Panama City: Panama, on Saturday (local time), revoked the credentials of 14 Venezuelan diplomats who were appointed by President Nicolas Maduro, according to Panama’s Foreign Ministry.
This decision came after one of US-backed Juan Guaido’s aides were arrested by the Maduro authorities in Venezuela recently.
“This measure is taken a day after illegal detention of Roberto Marrero, chief of the cabinet of (US-backed) President Guaido. This move is undermining the peace process in the country,” Sputnik quoted the ministry as saying.
The consular services, however, will not be affected as Panama’s President Juan Carlos Varela has accepted the credentials of Guaido-appointed envoy, Fabiola Zavarce.
“That is why the foreign ministry started to revoke credentials of former (Venezuelan) Ambassador Duran Centeno,” the ministry added.
Venezuela’s intelligence service had detained two of Guaido’s associates, including Marrero on Thursday. While the other aide was let off, Marrero continues to be under detention.
Maduro-led authorities allege that he had rifles and a grenade in possession at the time of arrest. The Latin American nation’s Minister of Interior Nestor Reverol on Thursday also claimed that Marrero was part of a terror cell which planned attacks.
In retaliation, the USA has since imposed sanctions on Venezuela’s development bank, Bandes, while demanding Marrero’s release.
“BANDES bank is to Venezuela’s financial sector what PDVSA is to its oil sector. This action will severely affect any attempted currency movements by Maduro and his cronies moving forward. Do not test the resolve of this Administration,” US National Security Advisor John Bolton tweeted.

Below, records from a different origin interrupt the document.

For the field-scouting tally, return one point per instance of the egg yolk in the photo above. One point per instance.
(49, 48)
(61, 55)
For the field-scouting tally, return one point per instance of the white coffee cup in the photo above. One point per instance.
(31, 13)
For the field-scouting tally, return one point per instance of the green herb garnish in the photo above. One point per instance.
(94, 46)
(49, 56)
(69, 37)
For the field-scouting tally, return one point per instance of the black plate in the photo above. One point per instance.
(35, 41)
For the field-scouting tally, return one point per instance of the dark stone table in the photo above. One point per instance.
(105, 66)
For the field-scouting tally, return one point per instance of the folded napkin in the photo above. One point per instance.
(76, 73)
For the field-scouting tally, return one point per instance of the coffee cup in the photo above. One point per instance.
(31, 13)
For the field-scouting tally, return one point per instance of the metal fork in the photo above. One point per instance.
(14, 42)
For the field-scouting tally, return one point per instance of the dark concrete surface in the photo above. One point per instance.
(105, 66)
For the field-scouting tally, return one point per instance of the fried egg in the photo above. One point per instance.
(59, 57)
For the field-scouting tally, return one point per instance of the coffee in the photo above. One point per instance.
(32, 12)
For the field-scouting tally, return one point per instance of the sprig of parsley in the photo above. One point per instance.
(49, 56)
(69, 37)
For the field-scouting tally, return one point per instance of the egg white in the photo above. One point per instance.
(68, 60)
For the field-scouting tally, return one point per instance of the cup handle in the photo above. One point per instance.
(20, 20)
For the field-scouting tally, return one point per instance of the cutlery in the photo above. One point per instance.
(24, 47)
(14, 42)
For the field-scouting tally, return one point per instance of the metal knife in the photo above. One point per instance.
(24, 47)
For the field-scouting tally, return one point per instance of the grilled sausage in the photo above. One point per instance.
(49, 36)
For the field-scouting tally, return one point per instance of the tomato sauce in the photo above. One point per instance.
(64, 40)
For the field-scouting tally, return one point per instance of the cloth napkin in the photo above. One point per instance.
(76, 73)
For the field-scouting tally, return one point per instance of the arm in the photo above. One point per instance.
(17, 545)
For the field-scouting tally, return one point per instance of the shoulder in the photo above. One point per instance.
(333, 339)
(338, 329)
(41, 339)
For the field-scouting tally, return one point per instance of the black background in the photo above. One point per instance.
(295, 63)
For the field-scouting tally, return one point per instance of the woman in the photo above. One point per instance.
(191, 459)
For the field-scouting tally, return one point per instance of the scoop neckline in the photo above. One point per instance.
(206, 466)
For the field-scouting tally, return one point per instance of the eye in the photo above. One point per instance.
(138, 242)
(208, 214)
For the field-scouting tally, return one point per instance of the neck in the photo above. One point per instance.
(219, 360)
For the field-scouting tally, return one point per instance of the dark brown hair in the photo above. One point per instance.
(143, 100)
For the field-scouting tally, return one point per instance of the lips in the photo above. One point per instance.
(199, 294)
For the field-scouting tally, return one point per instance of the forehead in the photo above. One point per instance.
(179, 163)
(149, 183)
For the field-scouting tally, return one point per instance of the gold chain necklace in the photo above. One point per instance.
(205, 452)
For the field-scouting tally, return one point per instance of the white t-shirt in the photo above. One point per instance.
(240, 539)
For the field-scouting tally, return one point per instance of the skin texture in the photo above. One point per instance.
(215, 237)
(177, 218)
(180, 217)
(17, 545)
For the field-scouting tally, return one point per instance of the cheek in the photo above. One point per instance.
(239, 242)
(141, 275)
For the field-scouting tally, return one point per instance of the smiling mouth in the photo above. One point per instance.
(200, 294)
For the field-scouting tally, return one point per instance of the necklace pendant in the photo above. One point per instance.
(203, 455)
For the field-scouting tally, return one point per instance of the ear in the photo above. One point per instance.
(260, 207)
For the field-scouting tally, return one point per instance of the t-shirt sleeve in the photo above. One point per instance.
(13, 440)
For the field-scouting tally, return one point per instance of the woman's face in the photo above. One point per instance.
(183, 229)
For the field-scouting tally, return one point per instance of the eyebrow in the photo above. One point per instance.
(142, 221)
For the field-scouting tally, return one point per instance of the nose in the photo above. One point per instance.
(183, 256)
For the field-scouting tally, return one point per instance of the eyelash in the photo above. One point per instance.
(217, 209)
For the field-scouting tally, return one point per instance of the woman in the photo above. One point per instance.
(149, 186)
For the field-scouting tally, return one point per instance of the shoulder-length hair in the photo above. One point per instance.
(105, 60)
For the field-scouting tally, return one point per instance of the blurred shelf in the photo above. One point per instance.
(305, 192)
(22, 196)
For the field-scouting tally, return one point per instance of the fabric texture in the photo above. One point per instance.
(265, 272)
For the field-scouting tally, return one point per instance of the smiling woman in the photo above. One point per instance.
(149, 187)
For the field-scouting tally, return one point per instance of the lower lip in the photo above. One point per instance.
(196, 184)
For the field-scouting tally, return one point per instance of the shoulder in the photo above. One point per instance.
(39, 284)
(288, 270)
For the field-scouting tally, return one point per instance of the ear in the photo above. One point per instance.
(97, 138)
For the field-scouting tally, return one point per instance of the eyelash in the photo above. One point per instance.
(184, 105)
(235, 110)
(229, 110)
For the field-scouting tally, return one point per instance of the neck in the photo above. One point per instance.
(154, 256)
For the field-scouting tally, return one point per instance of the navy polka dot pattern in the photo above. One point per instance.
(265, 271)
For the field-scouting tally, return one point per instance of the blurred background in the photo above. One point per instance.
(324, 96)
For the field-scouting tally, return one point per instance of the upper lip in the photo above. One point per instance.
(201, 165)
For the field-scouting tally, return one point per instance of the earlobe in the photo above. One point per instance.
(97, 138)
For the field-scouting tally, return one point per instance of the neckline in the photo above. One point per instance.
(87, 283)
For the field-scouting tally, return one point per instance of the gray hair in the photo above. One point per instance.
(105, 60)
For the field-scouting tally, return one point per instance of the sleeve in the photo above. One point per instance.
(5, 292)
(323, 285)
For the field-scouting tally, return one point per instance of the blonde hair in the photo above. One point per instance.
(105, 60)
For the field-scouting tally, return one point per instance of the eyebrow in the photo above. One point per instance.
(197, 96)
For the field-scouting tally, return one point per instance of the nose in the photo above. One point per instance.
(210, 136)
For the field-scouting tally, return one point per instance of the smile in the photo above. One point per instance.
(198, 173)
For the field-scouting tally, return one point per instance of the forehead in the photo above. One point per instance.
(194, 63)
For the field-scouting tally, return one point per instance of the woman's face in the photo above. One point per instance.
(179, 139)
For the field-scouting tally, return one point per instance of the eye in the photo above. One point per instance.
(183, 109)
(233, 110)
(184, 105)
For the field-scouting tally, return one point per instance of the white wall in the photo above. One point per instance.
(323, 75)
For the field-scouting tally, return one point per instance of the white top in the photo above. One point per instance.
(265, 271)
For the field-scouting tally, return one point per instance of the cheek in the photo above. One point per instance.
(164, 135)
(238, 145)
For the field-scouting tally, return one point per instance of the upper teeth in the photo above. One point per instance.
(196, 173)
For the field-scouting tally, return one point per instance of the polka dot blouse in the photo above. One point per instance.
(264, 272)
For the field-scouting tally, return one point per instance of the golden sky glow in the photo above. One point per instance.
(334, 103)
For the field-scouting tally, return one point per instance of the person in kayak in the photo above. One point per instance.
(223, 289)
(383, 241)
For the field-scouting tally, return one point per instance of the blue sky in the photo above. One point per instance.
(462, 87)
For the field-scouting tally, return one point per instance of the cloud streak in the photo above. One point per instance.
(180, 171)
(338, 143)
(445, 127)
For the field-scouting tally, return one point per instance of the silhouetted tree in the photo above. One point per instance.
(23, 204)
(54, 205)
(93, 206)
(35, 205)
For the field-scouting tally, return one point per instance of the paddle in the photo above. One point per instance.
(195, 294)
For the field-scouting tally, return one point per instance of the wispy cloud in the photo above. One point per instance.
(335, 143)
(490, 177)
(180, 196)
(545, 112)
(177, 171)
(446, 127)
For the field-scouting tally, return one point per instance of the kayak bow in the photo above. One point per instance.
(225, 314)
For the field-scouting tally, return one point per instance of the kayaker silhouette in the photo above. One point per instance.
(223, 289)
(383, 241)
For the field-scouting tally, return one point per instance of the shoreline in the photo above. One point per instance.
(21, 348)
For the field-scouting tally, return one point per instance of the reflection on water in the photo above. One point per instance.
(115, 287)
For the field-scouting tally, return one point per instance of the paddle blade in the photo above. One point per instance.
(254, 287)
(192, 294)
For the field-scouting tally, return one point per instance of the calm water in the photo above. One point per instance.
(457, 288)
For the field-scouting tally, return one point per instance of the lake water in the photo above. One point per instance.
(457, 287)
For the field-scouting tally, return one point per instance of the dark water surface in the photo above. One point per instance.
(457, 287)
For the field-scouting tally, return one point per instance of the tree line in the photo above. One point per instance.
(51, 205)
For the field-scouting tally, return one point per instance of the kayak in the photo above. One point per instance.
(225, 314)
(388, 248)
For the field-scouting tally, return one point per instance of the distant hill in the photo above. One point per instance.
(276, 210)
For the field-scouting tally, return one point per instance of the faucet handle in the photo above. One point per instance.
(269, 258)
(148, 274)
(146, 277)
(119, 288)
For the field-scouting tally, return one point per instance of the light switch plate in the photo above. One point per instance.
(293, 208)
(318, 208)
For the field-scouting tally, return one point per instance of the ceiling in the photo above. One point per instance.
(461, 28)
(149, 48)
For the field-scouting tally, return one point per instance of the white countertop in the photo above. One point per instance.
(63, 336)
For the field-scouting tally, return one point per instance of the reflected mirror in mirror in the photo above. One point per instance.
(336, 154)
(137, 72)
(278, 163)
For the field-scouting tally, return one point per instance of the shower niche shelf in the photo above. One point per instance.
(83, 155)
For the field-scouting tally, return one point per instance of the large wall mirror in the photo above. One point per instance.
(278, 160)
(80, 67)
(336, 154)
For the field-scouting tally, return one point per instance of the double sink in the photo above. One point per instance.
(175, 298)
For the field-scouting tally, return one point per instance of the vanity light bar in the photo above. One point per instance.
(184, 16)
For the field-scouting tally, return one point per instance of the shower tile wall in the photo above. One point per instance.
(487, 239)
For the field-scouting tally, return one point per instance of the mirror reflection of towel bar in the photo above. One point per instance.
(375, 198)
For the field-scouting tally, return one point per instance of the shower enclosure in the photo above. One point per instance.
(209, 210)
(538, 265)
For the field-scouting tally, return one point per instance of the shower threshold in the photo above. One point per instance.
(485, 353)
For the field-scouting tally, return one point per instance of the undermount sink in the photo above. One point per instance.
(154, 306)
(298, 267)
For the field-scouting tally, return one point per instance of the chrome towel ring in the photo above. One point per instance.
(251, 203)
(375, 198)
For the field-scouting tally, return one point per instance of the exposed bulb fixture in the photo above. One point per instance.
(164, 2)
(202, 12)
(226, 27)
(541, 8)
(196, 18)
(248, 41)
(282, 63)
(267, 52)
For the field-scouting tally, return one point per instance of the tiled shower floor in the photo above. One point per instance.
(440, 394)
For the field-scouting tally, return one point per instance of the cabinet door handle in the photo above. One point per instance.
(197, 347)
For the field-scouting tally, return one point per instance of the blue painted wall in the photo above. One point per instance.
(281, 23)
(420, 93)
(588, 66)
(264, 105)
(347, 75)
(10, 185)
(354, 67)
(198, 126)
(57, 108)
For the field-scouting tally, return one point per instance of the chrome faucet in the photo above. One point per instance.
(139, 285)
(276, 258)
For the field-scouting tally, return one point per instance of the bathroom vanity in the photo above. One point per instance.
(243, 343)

Adding to this, US Vice President Mike Pence tweeted, “When the dictator Maduro uses imprisonment & intimidation against the legitimate government of Venezuela, America will respond. The United States will continue to stand strong with the people of Venezuela. FREE MARRERO NOW!”
Venezuela has been reeling under a political crisis after Guaido proclaimed himself as the President of the nation in January. The United States immediately recognised Guaido’s claim and backed the opposition leader, along with asking other countries to recognise Guaido as the interim President.
Maduro, who is the elected President of the nation, decried the events and accused the United States of plotting a coup to overthrow him by supporting Guaido. He continues to hold on to his post despite calls by the international community for fresh elections.